I would clean an AR or an AK after I shot it with corrossive ammo as soon as I could, living where I do. High humidity levels will hasten rusting and act as a catalyst in conjunction with using corrossive primer ammo.
Also, if you were using military ball(corrossive) ammo - military ammo has harder primers than civilian ammo. As you have surmised you may need to change the hammer spring to something stronger if you start get a lot of non ignitions. I cannot tell you if 5.45 primers are harder to ignite than 5.56 ball ammo but I am sure if you ran an M-60 you have experience with mil spec ammo and cleaning proceedures.
Uncle Sam gave me one for two years. My M.O.S. was 0331.......
Our humidity does generally run fairly LOW. And I agree (being the cleanliness FREAK that I am) one SHOULD really clean SOONER versus LATER. But when it comes to the AR's I seldom do as thorough a cleaning as Uncle Sugar taught us to. Maybe it's my post Service era way to rebel a little??
I seldom go more than a few days in summer (RH in single digits or maybe 20%) before at least breaking the bolt out, dropping it in soapy hot water, giving it a good cleaning, then blowing it out and setting it in the sun for an hour or so. The barrel will get a good scrubbing as well , then blown out and swabbed with a lightly oiled patch. Speaking about my Colt Sporter after firing Soviet or Chinese 7.62x39. My other uppers that fire US ammo WILL get set aside for weeks and months and I have never seen any rust or corrosion. I shoot far too many skunks, rattlers, etc to take the time to clean after each and every firing.
I've worked on hunting rifles out here that have NEVER been cleaned. The bore will have a dry, grey coating. I'll set them in the cleaning cradle, soak them down well and in a few days of soakings and scrubbings, they will come out clean. Most of the problem will be jacket fouling, more than powder fouling or carbon.
Seldom have I ever seen RUST in a bore, same for the outside of most rifles. Given a minor amount of care the low RH takes care of any rust.
I grew up in New Jersey. I've seen exposed metal show rust.....overnight. And when I worked for the PD in Jersey; I took out my blued M-19 at the end of each shift and wiped it down with a silicone rag. Otherwise you were in for an UGLY surprise when you took it out for inspection each quarter!!
FN in MT
Good post, Frank.
I know what you mean about humidity NJ. I was a probation investigator for one of the northern counties in the mid 70s.
I also agree with you that a rigorous cleaning is not always necessary under all conditions.
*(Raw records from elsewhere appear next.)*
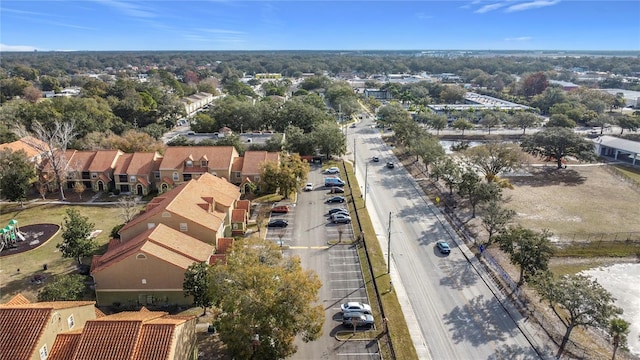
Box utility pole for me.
[353,137,356,176]
[387,211,392,274]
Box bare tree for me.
[118,195,141,223]
[73,182,86,200]
[17,120,77,200]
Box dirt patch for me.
[0,223,60,258]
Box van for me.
[324,177,345,187]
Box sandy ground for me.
[582,263,640,356]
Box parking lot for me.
[266,165,379,358]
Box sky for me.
[1,0,639,52]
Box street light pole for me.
[364,162,368,206]
[387,211,392,274]
[353,137,356,176]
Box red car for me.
[271,205,290,213]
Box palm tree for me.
[609,318,630,360]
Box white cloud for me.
[506,0,560,12]
[92,0,155,18]
[475,2,508,13]
[0,43,39,51]
[199,28,246,35]
[416,12,433,20]
[505,36,533,41]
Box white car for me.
[323,167,340,174]
[341,302,372,314]
[331,214,352,224]
[304,183,313,191]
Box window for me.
[172,172,179,181]
[154,172,160,179]
[39,345,48,360]
[67,315,75,329]
[201,160,207,167]
[186,160,193,167]
[162,211,171,218]
[183,174,192,181]
[235,172,241,179]
[147,223,155,230]
[129,176,136,183]
[254,176,260,181]
[233,223,238,229]
[67,171,74,179]
[136,253,147,260]
[180,223,188,232]
[91,173,97,179]
[141,279,147,284]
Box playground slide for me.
[17,232,25,241]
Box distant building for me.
[255,73,282,79]
[363,88,392,100]
[549,80,580,92]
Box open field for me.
[504,165,640,242]
[0,203,136,303]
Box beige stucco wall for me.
[29,304,97,360]
[95,290,192,308]
[170,318,197,360]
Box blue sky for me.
[1,1,639,51]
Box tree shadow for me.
[506,167,586,187]
[442,294,516,346]
[486,343,542,360]
[437,258,479,289]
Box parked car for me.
[330,187,344,193]
[324,177,345,187]
[328,207,348,215]
[271,205,290,214]
[304,183,314,191]
[326,196,346,203]
[386,162,395,169]
[342,312,374,328]
[341,302,372,314]
[436,240,451,254]
[331,214,352,224]
[267,219,289,228]
[329,210,350,218]
[323,167,340,174]
[350,123,357,128]
[372,156,379,162]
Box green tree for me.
[57,208,96,265]
[440,85,466,104]
[513,112,541,135]
[183,262,214,316]
[215,134,246,156]
[451,118,474,135]
[0,149,36,207]
[426,114,449,135]
[430,157,462,194]
[522,72,549,97]
[479,112,501,134]
[480,201,515,245]
[547,114,577,128]
[617,114,640,134]
[609,318,630,360]
[312,121,346,159]
[536,274,622,359]
[589,114,615,135]
[457,169,502,218]
[531,87,568,115]
[208,238,323,359]
[37,274,86,301]
[410,135,445,174]
[464,142,522,183]
[284,125,316,155]
[496,227,553,285]
[521,127,596,169]
[259,154,309,198]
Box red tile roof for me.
[5,293,30,305]
[159,146,237,171]
[66,150,96,172]
[231,208,246,223]
[236,200,250,212]
[49,331,83,360]
[92,224,214,274]
[216,238,234,254]
[241,151,279,176]
[231,156,244,172]
[114,153,134,174]
[131,323,175,360]
[88,150,122,172]
[0,136,48,159]
[0,307,50,360]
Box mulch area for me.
[0,224,60,257]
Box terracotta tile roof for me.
[49,331,83,360]
[132,323,175,360]
[95,308,107,318]
[122,173,239,236]
[241,151,279,176]
[5,293,31,305]
[0,307,50,359]
[114,153,134,174]
[159,146,237,171]
[88,150,122,172]
[231,156,244,172]
[216,238,234,254]
[0,136,48,159]
[137,177,149,187]
[236,200,250,212]
[209,254,227,265]
[92,224,213,274]
[160,176,174,186]
[66,150,96,172]
[127,152,158,175]
[72,319,143,360]
[231,208,246,223]
[97,173,111,183]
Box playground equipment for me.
[0,219,24,252]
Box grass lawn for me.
[0,203,137,303]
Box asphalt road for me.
[346,116,540,360]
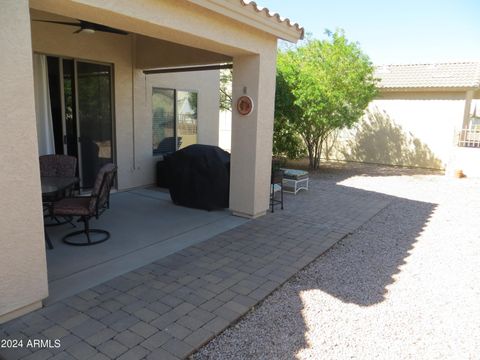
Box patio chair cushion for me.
[53,197,91,216]
[39,155,77,178]
[281,168,309,180]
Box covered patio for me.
[1,0,303,325]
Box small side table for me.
[281,169,309,194]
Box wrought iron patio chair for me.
[52,163,117,246]
[40,154,77,227]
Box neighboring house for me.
[330,62,480,176]
[0,0,303,322]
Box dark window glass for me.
[46,56,64,155]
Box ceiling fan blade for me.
[81,21,128,35]
[97,27,129,35]
[33,19,127,36]
[33,19,80,27]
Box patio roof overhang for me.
[29,0,303,60]
[30,9,234,70]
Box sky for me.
[256,0,480,65]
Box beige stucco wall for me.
[0,0,48,322]
[330,91,467,169]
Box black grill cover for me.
[165,145,230,210]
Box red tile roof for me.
[375,62,480,90]
[240,1,304,39]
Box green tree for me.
[273,68,306,159]
[219,68,232,111]
[275,30,378,169]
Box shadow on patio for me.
[279,184,435,307]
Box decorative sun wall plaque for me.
[236,95,254,116]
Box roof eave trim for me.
[186,0,304,43]
[379,86,480,92]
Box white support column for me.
[0,0,49,322]
[462,90,474,128]
[229,49,277,218]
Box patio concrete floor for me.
[1,174,390,360]
[45,188,247,304]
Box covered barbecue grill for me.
[165,144,230,210]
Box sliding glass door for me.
[44,56,114,189]
[76,61,113,188]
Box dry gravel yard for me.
[194,163,480,360]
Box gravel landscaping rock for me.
[194,163,480,360]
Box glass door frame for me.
[35,52,117,190]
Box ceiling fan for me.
[33,19,128,35]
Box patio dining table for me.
[42,176,79,249]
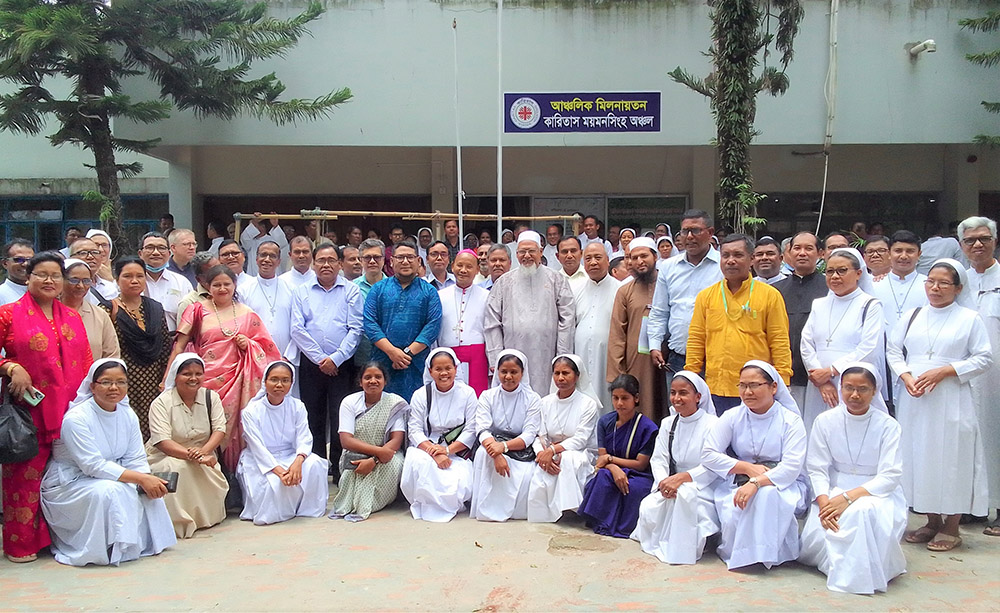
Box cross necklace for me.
[923,309,954,358]
[825,294,859,346]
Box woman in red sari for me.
[165,265,280,471]
[0,252,92,562]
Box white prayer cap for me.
[517,230,543,248]
[628,236,656,254]
[741,359,800,416]
[930,258,974,307]
[163,352,205,392]
[656,235,674,247]
[69,358,128,411]
[62,258,88,272]
[619,228,636,239]
[670,370,716,416]
[549,353,602,409]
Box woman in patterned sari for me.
[330,361,407,522]
[166,265,280,472]
[0,253,92,562]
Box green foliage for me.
[0,0,352,247]
[961,9,1000,146]
[82,189,114,223]
[670,0,804,231]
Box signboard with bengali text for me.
[504,92,660,133]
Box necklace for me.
[719,279,756,321]
[211,299,239,337]
[825,294,859,346]
[923,309,955,358]
[117,298,146,331]
[888,273,918,317]
[746,411,775,463]
[256,278,278,316]
[843,412,873,474]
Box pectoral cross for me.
[826,338,833,347]
[927,349,934,358]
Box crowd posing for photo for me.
[0,210,997,597]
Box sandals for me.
[5,553,37,563]
[904,526,937,544]
[927,533,963,552]
[984,518,1000,537]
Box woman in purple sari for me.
[578,374,659,537]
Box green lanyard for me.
[719,278,756,320]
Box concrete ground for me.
[2,489,999,612]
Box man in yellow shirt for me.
[685,233,792,413]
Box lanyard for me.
[719,278,756,320]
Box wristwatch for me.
[748,477,760,488]
[403,347,413,357]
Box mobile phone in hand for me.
[22,387,44,406]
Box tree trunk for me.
[713,0,760,232]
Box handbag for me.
[425,384,474,461]
[734,461,779,487]
[0,385,38,464]
[493,430,536,463]
[205,390,242,511]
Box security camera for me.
[908,39,936,56]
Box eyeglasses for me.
[177,241,197,248]
[142,245,169,252]
[266,377,292,386]
[361,255,384,262]
[679,227,706,236]
[962,236,995,246]
[257,252,280,260]
[394,255,416,262]
[71,250,102,258]
[66,278,94,287]
[314,258,339,266]
[864,248,889,255]
[29,272,62,282]
[737,382,770,392]
[924,279,956,288]
[515,250,539,257]
[824,267,854,277]
[428,252,449,259]
[3,257,30,264]
[842,385,873,395]
[219,251,242,260]
[94,379,128,388]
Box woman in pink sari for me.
[166,265,280,471]
[0,253,92,562]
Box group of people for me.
[0,210,997,597]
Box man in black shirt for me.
[773,232,828,410]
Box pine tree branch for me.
[667,67,714,98]
[959,10,1000,33]
[966,48,1000,68]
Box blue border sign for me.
[504,92,660,133]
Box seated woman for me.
[703,360,809,570]
[331,362,407,522]
[799,362,907,594]
[401,348,478,522]
[41,359,176,566]
[632,371,722,564]
[577,374,659,538]
[471,350,542,522]
[147,353,228,538]
[238,361,329,525]
[527,354,599,523]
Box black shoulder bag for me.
[425,384,473,460]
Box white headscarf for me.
[930,257,974,308]
[826,247,874,295]
[549,353,601,409]
[490,349,532,391]
[656,223,673,238]
[836,360,889,414]
[742,359,800,416]
[629,236,656,255]
[250,360,296,403]
[86,229,113,253]
[63,257,88,273]
[69,358,128,411]
[670,370,716,416]
[619,228,636,242]
[501,228,514,243]
[417,227,432,239]
[422,346,461,386]
[163,352,205,392]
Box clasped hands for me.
[349,446,395,476]
[808,367,839,408]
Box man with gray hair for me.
[353,238,388,366]
[958,215,1000,534]
[167,228,199,287]
[478,243,511,291]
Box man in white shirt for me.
[206,220,226,257]
[279,236,316,288]
[557,236,588,296]
[424,241,456,290]
[0,239,34,305]
[752,237,787,285]
[543,224,562,271]
[70,238,118,306]
[478,243,511,291]
[58,227,82,258]
[138,232,193,332]
[577,215,612,256]
[648,209,723,375]
[217,239,257,295]
[437,249,491,394]
[918,223,966,274]
[242,241,295,358]
[574,242,622,411]
[240,212,289,276]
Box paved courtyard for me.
[2,490,999,611]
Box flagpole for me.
[452,19,465,239]
[495,0,503,244]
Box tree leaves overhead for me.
[960,8,999,146]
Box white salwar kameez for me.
[800,287,884,432]
[887,302,993,516]
[573,274,622,412]
[632,409,721,564]
[471,383,542,521]
[401,381,478,522]
[41,400,176,566]
[702,402,809,570]
[799,405,907,594]
[237,393,329,525]
[967,261,1000,509]
[527,389,598,522]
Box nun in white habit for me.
[887,258,992,551]
[800,247,886,433]
[631,371,722,564]
[237,361,329,525]
[702,360,809,570]
[799,361,907,594]
[526,354,599,523]
[470,349,542,521]
[401,348,479,522]
[41,359,176,566]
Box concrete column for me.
[941,144,980,223]
[691,146,717,213]
[167,147,195,230]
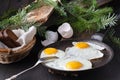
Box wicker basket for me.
[0,37,36,64]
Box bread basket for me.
[0,37,36,64]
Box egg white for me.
[65,42,104,60]
[45,57,92,71]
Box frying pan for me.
[38,39,113,76]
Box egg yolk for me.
[75,42,89,49]
[66,61,83,70]
[44,48,58,55]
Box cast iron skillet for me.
[38,39,113,76]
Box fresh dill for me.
[48,0,117,33]
[0,0,117,37]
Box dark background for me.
[0,0,120,80]
[0,0,34,20]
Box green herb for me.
[101,13,117,28]
[50,0,117,33]
[0,0,48,30]
[43,0,67,16]
[37,26,47,37]
[106,28,120,48]
[0,9,26,29]
[0,0,117,37]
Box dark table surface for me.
[0,0,120,80]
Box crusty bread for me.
[0,29,21,48]
[26,5,54,23]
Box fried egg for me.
[40,47,65,58]
[73,42,105,50]
[65,42,104,60]
[45,57,92,71]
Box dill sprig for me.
[49,0,117,33]
[0,9,27,29]
[106,28,120,48]
[0,0,117,37]
[43,0,67,16]
[0,0,47,30]
[101,13,117,28]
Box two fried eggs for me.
[40,42,104,71]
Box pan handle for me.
[91,33,104,42]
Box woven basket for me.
[0,37,36,64]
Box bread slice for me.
[0,29,21,48]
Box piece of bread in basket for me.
[0,37,36,64]
[0,27,36,64]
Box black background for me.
[0,0,120,80]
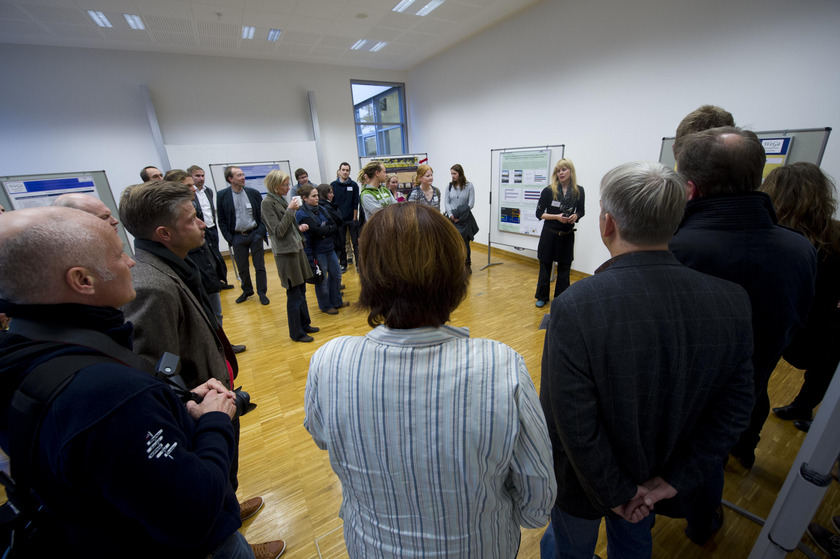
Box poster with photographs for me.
[498,149,550,234]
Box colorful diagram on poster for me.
[2,175,98,209]
[498,149,550,234]
[361,153,426,199]
[761,137,793,178]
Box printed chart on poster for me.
[497,150,551,235]
[360,153,427,199]
[761,137,792,177]
[208,161,290,199]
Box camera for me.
[155,353,256,419]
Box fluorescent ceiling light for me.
[351,39,367,50]
[242,25,255,39]
[370,41,387,52]
[416,0,444,16]
[124,14,145,30]
[392,0,417,13]
[267,28,282,41]
[87,10,112,28]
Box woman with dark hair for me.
[444,163,478,271]
[316,183,345,259]
[262,170,318,342]
[408,164,441,211]
[304,203,556,559]
[358,161,396,221]
[763,162,840,431]
[534,158,585,308]
[296,186,347,315]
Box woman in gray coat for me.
[263,170,319,342]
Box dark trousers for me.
[231,231,267,296]
[286,283,312,340]
[733,362,775,455]
[338,221,359,268]
[792,343,840,411]
[685,460,725,539]
[464,238,472,266]
[205,226,228,284]
[536,260,571,302]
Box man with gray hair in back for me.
[52,192,120,232]
[540,162,755,558]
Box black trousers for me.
[338,221,359,268]
[231,231,267,296]
[535,260,571,302]
[286,283,312,340]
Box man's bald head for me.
[0,207,124,305]
[53,193,119,232]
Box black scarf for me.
[134,238,217,326]
[0,299,133,347]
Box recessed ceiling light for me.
[124,14,145,30]
[88,10,112,28]
[351,39,368,50]
[416,0,444,16]
[242,25,255,39]
[392,0,417,13]
[370,41,387,52]
[267,28,282,41]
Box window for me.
[352,81,407,158]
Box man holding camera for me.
[119,180,284,558]
[0,206,254,557]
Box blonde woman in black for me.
[535,158,584,308]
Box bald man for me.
[0,207,252,557]
[52,192,119,232]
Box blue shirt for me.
[305,325,556,558]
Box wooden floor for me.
[3,243,837,558]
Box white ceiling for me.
[0,0,542,70]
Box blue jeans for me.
[314,250,343,311]
[209,531,255,558]
[210,292,223,326]
[543,506,654,559]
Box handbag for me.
[306,256,324,285]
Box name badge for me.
[347,186,353,191]
[246,202,252,210]
[551,200,561,207]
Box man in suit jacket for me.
[217,166,269,305]
[118,179,286,559]
[540,162,754,558]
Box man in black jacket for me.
[0,207,250,558]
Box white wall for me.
[406,0,840,274]
[0,44,405,205]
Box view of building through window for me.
[352,81,407,157]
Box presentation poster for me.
[2,175,98,209]
[498,150,550,234]
[761,137,793,178]
[239,163,281,197]
[360,153,426,198]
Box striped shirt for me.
[304,325,556,558]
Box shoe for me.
[341,266,348,273]
[239,496,264,521]
[340,284,346,289]
[772,404,812,421]
[535,300,547,308]
[832,515,840,533]
[731,448,756,469]
[294,334,314,343]
[221,283,235,290]
[807,522,840,558]
[794,419,812,433]
[339,301,350,308]
[685,505,723,546]
[259,295,270,305]
[231,344,246,354]
[250,539,286,559]
[323,308,338,315]
[236,292,253,303]
[303,326,319,333]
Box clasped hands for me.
[610,476,677,523]
[186,378,237,420]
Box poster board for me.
[0,170,132,255]
[488,145,565,253]
[360,153,427,199]
[659,127,831,174]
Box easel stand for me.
[747,362,840,558]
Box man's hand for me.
[611,486,651,523]
[187,389,236,420]
[191,378,235,400]
[641,476,677,509]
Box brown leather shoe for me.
[239,496,264,521]
[250,539,286,559]
[339,301,350,308]
[323,308,338,315]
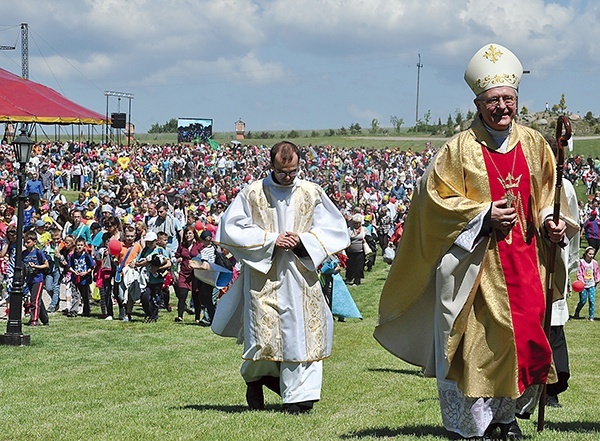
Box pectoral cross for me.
[500,172,521,208]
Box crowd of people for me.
[0,124,597,326]
[0,132,437,325]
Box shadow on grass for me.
[340,424,448,439]
[340,420,600,439]
[368,367,424,377]
[179,403,248,413]
[545,420,600,433]
[179,403,281,413]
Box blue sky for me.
[0,0,598,134]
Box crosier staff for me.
[538,115,571,432]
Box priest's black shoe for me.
[282,401,313,414]
[245,381,265,410]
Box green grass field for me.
[1,258,599,440]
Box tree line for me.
[148,94,598,137]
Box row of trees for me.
[148,94,598,138]
[148,118,178,133]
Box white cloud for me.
[20,0,268,77]
[262,0,460,56]
[135,51,290,87]
[15,0,595,83]
[458,0,575,67]
[30,54,116,81]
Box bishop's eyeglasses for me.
[479,95,517,108]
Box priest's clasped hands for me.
[276,232,301,251]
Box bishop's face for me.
[474,86,518,131]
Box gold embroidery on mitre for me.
[476,73,519,90]
[483,45,503,63]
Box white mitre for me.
[464,43,523,96]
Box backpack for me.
[365,233,378,253]
[42,249,54,275]
[213,244,234,271]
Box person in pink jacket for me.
[575,246,600,321]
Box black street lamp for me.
[0,127,34,346]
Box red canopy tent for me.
[0,67,106,125]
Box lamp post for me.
[0,127,34,346]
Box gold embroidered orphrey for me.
[484,147,527,245]
[483,45,503,63]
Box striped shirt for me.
[200,244,216,263]
[583,218,600,240]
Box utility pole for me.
[21,23,29,80]
[415,53,423,127]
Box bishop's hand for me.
[490,199,517,234]
[544,218,566,243]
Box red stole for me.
[482,143,552,392]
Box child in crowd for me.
[194,230,217,326]
[117,225,142,322]
[22,231,49,326]
[23,197,36,231]
[575,246,600,321]
[94,229,119,320]
[58,235,75,313]
[44,227,63,313]
[156,231,175,312]
[67,237,95,317]
[134,231,170,322]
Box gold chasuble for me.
[375,117,575,399]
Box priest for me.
[374,44,578,439]
[213,140,350,413]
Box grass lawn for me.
[1,258,599,440]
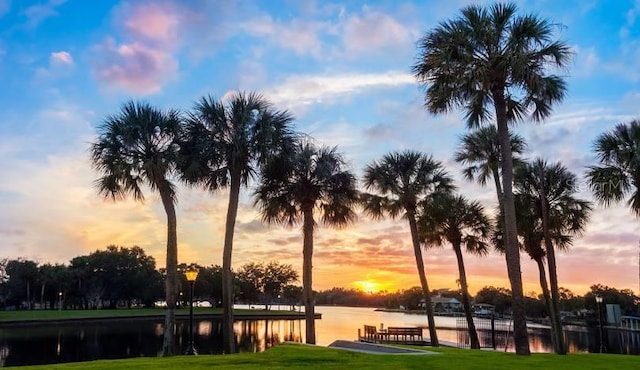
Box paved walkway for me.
[328,340,440,355]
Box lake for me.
[1,305,638,367]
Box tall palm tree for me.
[361,150,454,346]
[254,141,358,344]
[178,92,295,353]
[455,125,527,213]
[413,2,571,354]
[515,159,592,354]
[419,193,492,349]
[90,101,181,356]
[587,120,640,216]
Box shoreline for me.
[373,308,590,328]
[0,308,321,327]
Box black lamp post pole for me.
[596,296,605,353]
[186,280,196,355]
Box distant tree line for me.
[315,285,639,319]
[0,247,300,311]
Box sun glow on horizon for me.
[353,280,383,293]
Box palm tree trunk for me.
[492,167,510,266]
[453,243,479,349]
[493,90,530,355]
[534,257,558,351]
[302,203,316,344]
[545,246,565,353]
[222,171,241,354]
[538,169,566,354]
[492,168,504,213]
[159,182,178,357]
[408,211,438,346]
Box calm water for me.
[1,306,638,367]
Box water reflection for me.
[0,318,304,367]
[0,306,637,367]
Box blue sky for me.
[1,0,640,295]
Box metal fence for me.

If the relative humidity usually doesn't hit 20% where are you have nothing to worry about as far as it affecting your firearms adversely.
The Green Machine reinforced firearms cleaning to me, that's for sure. I feel guilty if I leave a firearm dirty for 1 or 2 days after firing, even if it has no bad effects on the weapon.
With the hard chrome barrel extensions, barrels, bolt carriers and some bolts(ie: Colt Mod 601, early XM series also) on AR-15s, you have to work hard to ruin them. Likewise, excepting Yugoslavian AKs, all the rest have chrome barrels and chambers. Always did.
I'm glad to get all this informantion about the corrosive ammo and cleaning. I live in miami which has a high humidity most of the time. Forty percent humidity would be a low number for us.
I do use black powder and clean them with soap and water but I have'nt cleaned my M&P 5.45 any different than any of my other rifles. I only use solvent on it and no water at all. I even let it sit for a few days and there are'nt any signs of corrosion at all.
I have an old AK47 that has shot only the worst ammo I can find and that one has no problems with corrosion either.
Might it be better for me to switch to soap and water when I use corrosive primer ammo?